Editorial: Don't Label Genetically Modified Foods

For more than thirty years, scientists have been using genetic engineering to modify plants that are used for food. The engineering process removes a desirable trait from the DNA of one organism and then transplants the gene for that trait into a second organism so that the second organism will have the trait. Plants have been engineered to have desirable traits such as greater resistance to insects, faster growth, and more nutritional value. Despite these obvious benefits, some backward people are afraid of genetically modified (GM) food because they think it could be harmful to their health. They want GM food to be labeled so that consumers know what they are buying. These labels are completely unnecessary.

There is no evidence that genetically modified foods cause any harm to anyone. No less an authority than one of the largest GM food-producing companies in the world has pointed out that “multiple health societies, hundreds of independent scientific experts, and dozens of governments around the world have determined that foods and ingredients developed through biotechnology are safe.”

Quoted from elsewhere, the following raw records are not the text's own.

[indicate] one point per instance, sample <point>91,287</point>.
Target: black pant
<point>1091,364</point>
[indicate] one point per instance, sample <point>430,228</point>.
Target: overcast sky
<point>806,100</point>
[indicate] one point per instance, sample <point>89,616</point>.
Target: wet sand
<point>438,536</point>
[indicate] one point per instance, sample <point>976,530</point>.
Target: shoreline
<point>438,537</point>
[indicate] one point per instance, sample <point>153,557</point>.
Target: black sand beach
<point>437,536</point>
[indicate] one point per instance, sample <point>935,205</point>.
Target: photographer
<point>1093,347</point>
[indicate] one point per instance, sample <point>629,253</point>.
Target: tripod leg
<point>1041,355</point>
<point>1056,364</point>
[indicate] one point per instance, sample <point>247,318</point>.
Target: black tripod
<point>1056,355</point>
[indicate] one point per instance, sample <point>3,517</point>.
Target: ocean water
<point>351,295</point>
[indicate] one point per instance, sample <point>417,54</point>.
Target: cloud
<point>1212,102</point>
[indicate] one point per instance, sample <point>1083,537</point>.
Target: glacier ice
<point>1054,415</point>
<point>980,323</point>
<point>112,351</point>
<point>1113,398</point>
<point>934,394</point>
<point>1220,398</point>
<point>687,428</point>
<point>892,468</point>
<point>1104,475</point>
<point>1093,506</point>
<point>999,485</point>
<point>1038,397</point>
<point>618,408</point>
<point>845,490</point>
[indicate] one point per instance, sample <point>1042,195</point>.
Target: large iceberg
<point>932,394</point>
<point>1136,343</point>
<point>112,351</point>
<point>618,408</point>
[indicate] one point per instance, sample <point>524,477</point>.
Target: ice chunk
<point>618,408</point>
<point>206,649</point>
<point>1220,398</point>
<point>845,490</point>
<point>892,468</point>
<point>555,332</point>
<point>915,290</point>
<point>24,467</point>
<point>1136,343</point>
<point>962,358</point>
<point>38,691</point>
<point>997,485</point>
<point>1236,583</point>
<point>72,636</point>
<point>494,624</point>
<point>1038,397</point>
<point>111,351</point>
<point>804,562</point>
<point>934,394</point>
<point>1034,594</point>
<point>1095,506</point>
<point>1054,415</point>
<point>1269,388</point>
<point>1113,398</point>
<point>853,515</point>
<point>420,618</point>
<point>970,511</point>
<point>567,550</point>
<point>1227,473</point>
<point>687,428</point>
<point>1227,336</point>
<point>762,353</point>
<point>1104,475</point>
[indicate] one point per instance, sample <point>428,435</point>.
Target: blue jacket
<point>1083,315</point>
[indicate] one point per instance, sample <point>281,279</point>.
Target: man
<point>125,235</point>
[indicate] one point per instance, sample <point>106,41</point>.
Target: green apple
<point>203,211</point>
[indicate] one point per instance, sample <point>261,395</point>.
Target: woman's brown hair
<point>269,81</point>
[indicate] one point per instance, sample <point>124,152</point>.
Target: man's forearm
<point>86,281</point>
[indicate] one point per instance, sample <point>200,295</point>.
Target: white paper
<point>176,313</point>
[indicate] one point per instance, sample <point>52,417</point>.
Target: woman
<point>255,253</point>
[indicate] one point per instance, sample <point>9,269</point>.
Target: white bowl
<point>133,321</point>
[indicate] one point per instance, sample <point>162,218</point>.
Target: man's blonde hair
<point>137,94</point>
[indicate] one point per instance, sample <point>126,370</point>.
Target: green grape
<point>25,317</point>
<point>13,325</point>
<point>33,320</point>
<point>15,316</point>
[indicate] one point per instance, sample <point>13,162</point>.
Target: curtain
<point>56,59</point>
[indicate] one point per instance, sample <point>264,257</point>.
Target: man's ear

Moreover, adding labels to GM foods would put an unfair burden on food suppliers and, in the end, consumers. The U.S. food storage, processing, and transportation systems are not set up to keep GM and non-GM products separate. Doing so would require a major overhaul of the systems-and that would cost money. Who would pay for the increased costs? Ultimately, you and I would. Food suppliers will pass those costs along to us and raise prices.

The fact is that consumers do not need to have GM foods labeled in order to avoid them. All they have to do is buy foods labeled “organic.” Federal standards define organic foods as having only accidental trace amounts of genetically modified material.